Every morning I take my two dogs to the closest park to where I live. Once I get there, I do one complete, counter-clockwise walk around the park. I’ve never walked the opposite direction.
Our brain loves habits and routines. Think about your day so far, how many activities have you completed that you never really thought about? Habits are helpful because they conserve energy and make life smoother. Imagine if you had to think about every single action and decision you made. Life would go so much slower and your brain would quickly tire from having to be active all of the time. Habits exist to help us, and many times they do, but their automatic nature also means that they can lead us to make unhelpful decisions without ever noticing them. Understanding how habits form and how our reactions to our feelings can become habitual is an important part to better managing our mental health.
Habits form in our brain through a reward-based learning system. When something happens (a trigger), our body reacts (we do something, an action), and there is an outcome. If the outcome is desirable then our brain will remember that the action we took was the "right one" for that trigger and will remember to do so again. If, on the other hand, the outcome is unpleasant, then our brain will probably not try that again in the future. Each time we deal with these triggers and our action proves to be helpful, we reinforce this action and over time, it will become habitual and you won’t even notice the decision.

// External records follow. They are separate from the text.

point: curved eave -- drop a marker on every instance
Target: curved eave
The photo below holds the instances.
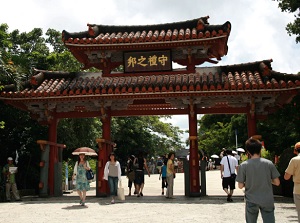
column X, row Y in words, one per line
column 147, row 45
column 292, row 91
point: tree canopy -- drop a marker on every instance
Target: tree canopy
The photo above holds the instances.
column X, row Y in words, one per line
column 292, row 6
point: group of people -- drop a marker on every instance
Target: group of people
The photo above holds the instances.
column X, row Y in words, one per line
column 112, row 173
column 256, row 175
column 135, row 174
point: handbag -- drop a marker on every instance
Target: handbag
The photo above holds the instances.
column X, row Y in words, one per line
column 232, row 175
column 89, row 174
column 120, row 192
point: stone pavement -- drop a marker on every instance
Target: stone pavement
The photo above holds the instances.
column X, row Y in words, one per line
column 152, row 207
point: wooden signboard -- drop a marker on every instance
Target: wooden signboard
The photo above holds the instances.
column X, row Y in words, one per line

The problem is that our brain sometimes has a different agenda to the one we do. A desirable outcome for our brain might not, actually, be desirable for us in the long run. Maybe this is best illustrated in an example, one that i'm experiencing right at this moment:
Trigger: I am writing and feel uncomfortable because I don't know how to write a good article
Action: I check Twitter to see if anything interesting is happening
Outcome: I'm distracted and no longer feel uncomfortable
The outcome here is positive, for my brain, but not for this post that i'm writing. I don't feel uncomfortable, because i'm distracted, but i'm no where closer to finishing my article which is something I actually want (and have to) do. Unfortunately, my brain quickly takes over and I check Twitter without ever making the decision to do so. My reaction becomes habitual and I have to go to great lengths to stay focused.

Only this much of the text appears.